On behalf of the Pentagon, the Defense Innovation Unit-Experimental listed a solicitation for a commercially available solution that can “actively vet applications to standards on DoD mobile devices, limiting downloads of certain applications, and stopping malicious activities.”
The Defense Innovation Unit-Experimental, or DIUx, partners with various DOD entities to help them contract for commercial, innovative national defense solutions in a fraction of the time — usually within 60 days of first contact — using what it calls commercial solutions openings.
Though it doesn’t explicitly require them, the language of the solicitation suggests the Pentagon is pursuing something automated —with the potential for next generation machine learning or behavioral analysis capabilities. The technology must proactively update to reflect “[t]rends and signatures of cutting edge ransomware or other kinds of malicious activities” and automatically detect “[a]bnormalities and unusual account behavior…prior to granting users access to sensitive information,” the solicitation says.
Proposed technologies must also integrate with MobileIron, the Pentagon’s existing mobile device management software, and give users “the flexibility to isolate, wipe, blacklist, patch, and perform other security actions when responding to an identified threat.”
DIUx will invite selected companies to show their endpoint security software during a “PlugTest,” which will be used in part to evaluate which vendor — or possibly vendors — the Pentagon will award a prototype contract to.
“DoD is considering the possibility of awarding more than one contract should multiple solutions meet the evaluation criteria,” the opening says.
The solicitation is open until July 19; the PlugTests will begin July 24.

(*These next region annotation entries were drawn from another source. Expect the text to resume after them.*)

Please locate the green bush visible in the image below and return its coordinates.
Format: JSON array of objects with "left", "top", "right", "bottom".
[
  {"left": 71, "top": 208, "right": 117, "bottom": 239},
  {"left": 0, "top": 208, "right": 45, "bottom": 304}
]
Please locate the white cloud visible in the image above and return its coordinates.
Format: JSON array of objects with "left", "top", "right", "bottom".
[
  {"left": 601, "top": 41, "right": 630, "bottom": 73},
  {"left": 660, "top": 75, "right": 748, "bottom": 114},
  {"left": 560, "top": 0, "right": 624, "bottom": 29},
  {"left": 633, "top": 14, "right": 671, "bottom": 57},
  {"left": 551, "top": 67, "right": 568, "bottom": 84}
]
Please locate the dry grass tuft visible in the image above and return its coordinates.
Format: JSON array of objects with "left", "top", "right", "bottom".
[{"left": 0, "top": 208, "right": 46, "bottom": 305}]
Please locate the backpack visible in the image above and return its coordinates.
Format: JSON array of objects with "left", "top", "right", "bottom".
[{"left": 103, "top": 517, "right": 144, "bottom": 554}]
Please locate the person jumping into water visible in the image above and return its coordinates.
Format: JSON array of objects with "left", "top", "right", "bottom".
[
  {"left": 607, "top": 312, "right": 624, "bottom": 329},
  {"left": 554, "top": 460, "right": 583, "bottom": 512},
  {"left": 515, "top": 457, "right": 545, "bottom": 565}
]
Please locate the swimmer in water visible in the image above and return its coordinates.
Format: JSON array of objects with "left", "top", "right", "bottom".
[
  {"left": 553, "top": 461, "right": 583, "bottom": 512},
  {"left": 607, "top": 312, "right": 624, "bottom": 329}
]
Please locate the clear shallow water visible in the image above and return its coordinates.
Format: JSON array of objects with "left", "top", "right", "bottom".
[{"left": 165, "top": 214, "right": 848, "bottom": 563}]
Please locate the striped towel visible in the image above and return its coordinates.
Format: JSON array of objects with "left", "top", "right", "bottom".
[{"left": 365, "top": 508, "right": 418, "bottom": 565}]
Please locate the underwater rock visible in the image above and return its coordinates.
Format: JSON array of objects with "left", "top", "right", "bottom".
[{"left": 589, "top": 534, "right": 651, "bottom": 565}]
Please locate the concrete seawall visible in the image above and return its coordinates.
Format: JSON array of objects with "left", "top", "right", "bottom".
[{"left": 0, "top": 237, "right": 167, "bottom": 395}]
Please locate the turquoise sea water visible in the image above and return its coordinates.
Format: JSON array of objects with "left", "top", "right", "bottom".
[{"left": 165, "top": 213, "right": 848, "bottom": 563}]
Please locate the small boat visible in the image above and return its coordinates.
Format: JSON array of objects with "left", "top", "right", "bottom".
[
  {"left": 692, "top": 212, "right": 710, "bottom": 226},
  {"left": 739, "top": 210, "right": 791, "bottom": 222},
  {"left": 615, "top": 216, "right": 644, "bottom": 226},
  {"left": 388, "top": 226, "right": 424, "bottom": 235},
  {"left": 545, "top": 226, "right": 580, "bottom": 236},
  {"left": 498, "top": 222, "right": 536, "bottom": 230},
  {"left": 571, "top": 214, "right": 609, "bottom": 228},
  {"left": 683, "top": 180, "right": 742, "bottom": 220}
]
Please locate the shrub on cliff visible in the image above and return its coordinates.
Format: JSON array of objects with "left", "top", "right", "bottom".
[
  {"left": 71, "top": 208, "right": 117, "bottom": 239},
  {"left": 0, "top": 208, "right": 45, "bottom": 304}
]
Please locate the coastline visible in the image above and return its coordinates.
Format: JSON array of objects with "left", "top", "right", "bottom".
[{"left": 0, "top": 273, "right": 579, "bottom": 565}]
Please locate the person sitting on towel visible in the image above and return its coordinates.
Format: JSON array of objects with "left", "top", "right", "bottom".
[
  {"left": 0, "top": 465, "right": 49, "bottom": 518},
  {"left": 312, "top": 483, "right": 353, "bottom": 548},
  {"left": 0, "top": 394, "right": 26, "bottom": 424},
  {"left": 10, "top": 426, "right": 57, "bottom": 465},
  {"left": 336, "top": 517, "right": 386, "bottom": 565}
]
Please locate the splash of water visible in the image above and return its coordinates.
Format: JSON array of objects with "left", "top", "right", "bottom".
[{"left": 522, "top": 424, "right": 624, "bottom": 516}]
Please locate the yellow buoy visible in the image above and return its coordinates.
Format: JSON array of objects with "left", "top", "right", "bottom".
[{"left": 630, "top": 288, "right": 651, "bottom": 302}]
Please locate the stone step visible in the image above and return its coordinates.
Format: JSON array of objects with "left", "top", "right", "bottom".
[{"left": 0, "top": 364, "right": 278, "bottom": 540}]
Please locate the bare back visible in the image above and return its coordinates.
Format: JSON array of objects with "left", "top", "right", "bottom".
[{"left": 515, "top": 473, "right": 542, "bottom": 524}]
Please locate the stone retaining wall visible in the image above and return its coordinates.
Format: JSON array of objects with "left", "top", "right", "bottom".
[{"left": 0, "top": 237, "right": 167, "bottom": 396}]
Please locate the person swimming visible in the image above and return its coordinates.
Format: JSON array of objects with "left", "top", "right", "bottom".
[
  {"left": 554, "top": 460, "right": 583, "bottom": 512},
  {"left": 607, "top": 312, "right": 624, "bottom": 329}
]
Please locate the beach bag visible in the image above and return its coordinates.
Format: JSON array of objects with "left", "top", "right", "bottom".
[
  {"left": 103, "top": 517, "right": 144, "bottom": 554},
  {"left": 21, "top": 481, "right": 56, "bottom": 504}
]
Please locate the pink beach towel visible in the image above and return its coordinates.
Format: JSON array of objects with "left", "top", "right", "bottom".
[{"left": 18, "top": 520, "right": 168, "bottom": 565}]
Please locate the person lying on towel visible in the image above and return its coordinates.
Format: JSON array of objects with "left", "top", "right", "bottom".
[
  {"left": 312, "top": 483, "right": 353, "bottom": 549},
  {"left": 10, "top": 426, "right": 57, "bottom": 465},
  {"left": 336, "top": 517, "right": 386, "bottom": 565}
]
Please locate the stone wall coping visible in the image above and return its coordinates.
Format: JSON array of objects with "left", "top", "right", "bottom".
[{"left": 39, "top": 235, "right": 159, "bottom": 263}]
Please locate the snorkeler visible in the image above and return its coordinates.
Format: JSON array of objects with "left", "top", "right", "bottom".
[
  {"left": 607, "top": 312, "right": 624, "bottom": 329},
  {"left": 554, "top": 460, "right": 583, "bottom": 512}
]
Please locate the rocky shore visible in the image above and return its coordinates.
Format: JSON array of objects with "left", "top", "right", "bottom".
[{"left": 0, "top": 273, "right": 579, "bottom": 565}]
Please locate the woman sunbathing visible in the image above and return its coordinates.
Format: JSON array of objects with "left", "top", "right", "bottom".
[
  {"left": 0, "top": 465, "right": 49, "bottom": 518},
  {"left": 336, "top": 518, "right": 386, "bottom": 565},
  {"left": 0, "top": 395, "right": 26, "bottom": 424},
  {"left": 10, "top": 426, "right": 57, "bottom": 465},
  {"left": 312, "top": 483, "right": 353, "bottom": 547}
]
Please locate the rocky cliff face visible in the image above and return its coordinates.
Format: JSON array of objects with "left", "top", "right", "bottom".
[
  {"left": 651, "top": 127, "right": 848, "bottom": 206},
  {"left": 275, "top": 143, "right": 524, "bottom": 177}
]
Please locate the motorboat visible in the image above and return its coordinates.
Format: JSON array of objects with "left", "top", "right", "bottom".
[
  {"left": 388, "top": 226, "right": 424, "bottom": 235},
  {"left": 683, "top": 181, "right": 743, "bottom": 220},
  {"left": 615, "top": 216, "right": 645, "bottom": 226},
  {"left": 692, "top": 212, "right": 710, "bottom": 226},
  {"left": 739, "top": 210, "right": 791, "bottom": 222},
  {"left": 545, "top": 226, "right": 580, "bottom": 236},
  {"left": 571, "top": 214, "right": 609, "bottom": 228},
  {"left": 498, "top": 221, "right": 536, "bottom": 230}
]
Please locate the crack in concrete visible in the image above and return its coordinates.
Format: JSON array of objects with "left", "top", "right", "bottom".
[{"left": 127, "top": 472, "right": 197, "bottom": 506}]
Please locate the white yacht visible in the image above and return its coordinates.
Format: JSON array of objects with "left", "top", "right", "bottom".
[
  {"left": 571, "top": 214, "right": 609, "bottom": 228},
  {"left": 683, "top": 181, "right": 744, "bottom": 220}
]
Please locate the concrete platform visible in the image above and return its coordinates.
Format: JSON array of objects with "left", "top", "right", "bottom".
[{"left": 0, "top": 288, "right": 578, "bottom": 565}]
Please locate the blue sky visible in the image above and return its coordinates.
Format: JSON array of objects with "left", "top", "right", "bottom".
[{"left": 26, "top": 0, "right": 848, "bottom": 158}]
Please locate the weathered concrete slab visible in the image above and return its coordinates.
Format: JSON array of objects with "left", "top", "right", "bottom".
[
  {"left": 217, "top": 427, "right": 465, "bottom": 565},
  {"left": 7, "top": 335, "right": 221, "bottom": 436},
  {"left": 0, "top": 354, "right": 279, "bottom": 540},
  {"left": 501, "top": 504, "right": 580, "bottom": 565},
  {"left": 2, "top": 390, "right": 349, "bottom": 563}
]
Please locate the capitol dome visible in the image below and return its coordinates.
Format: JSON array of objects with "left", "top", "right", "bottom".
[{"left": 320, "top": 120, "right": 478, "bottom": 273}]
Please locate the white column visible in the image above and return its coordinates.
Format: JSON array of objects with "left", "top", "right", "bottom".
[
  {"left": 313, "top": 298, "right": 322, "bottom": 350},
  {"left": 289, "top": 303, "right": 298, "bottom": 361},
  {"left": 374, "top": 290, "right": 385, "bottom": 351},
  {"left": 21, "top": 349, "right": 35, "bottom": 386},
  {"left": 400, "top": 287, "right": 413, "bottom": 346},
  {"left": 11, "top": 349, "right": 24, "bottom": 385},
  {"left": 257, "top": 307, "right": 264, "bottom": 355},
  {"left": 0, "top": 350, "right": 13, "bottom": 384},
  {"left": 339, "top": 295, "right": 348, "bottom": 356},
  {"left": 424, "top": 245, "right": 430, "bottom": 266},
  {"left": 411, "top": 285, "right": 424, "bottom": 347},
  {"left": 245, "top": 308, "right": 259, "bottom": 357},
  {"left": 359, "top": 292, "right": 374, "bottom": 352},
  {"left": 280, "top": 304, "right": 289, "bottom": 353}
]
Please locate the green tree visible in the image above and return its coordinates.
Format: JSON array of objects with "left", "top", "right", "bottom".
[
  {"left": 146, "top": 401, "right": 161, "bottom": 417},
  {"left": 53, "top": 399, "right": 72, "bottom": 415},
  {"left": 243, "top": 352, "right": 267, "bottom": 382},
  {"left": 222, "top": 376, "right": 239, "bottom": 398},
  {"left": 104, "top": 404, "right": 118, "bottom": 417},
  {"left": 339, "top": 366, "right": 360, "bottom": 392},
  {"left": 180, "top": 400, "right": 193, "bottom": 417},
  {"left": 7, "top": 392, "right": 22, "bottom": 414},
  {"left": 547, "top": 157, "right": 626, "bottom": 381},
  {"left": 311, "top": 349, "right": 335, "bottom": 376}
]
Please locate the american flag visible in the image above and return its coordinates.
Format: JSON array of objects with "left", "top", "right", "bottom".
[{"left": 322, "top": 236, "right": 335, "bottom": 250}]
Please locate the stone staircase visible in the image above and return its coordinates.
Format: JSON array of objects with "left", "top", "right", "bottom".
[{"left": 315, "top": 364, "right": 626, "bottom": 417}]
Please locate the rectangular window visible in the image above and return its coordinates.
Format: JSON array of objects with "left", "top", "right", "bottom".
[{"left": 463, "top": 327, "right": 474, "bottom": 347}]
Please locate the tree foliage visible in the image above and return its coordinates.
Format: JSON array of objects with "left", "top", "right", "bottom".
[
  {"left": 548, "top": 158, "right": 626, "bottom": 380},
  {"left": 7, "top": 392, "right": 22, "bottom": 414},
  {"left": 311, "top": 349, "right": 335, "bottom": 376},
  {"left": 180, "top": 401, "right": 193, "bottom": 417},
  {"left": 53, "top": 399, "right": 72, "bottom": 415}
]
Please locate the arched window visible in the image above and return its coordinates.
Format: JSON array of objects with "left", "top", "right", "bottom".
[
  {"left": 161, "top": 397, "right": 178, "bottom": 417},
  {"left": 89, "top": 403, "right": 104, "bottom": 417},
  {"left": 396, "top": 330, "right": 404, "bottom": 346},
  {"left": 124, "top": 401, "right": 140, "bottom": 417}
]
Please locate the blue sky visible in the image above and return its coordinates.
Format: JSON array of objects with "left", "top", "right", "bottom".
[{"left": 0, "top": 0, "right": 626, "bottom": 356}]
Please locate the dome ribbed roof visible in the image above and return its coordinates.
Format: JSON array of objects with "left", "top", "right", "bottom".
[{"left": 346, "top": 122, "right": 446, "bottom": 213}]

GSA to make veteran-owned small businesses more accessible on supply schedules
The General Services Administration has partnered with the Department of Veterans Affairs to make it easier to for the agencies to find veteran-owned vendors on acquisition supply schedules.
The pair signed a memorandum of understanding July 10 to provide verified service-disabled veteran-owned small businesses and veteran-owned small businesses listed in VA’s verified vendor database more clear designations on GSA’s VA Advantage list.
VA Advantage catalogs GSA-approved veteran contractors offering services on the agency’s supply schedules. The new MOU will provide VOSBs with a special icon to designate their verified status on VA Advantage.
“Gaining verified VA VIP status provides access to important resources for Veteran-owned businesses,” acting Deputy Commissioner of GSA’s Federal Acquisition Service Mary Davie said in a statement. “The MOU provides VIP Veteran contractors with valuable increased visibility to vendors through GSA’s VA Advantage.”
Per a 2016 department procurement policy, the VA must reserve procurements for competition “if a contracting officer has a reasonable expectation that two or more small businesses owned and controlled by veterans will submit offers,” which can be made for a fair and reasonable price, also known as the Rule of Two.
Officials said the goal of the MOU was to make it easier for VA contracting officers to identify two veteran-owned small businesses that could potentially fulfill those procurement requirements.
“The VA and GSA have a longstanding partnership working on improving acquisitions,” Jan Frye, VA deputy assistant secretary for acquisition and logistics, said in a statement. “This new icon program enhances the collaboration between our agencies and makes it easier for the VA workforce to meet their mission and make sound purchasing decisions.”
Veteran-owned businesses will only be eligible for the designation if they have been verified through the agency’s Vets First Verification Program.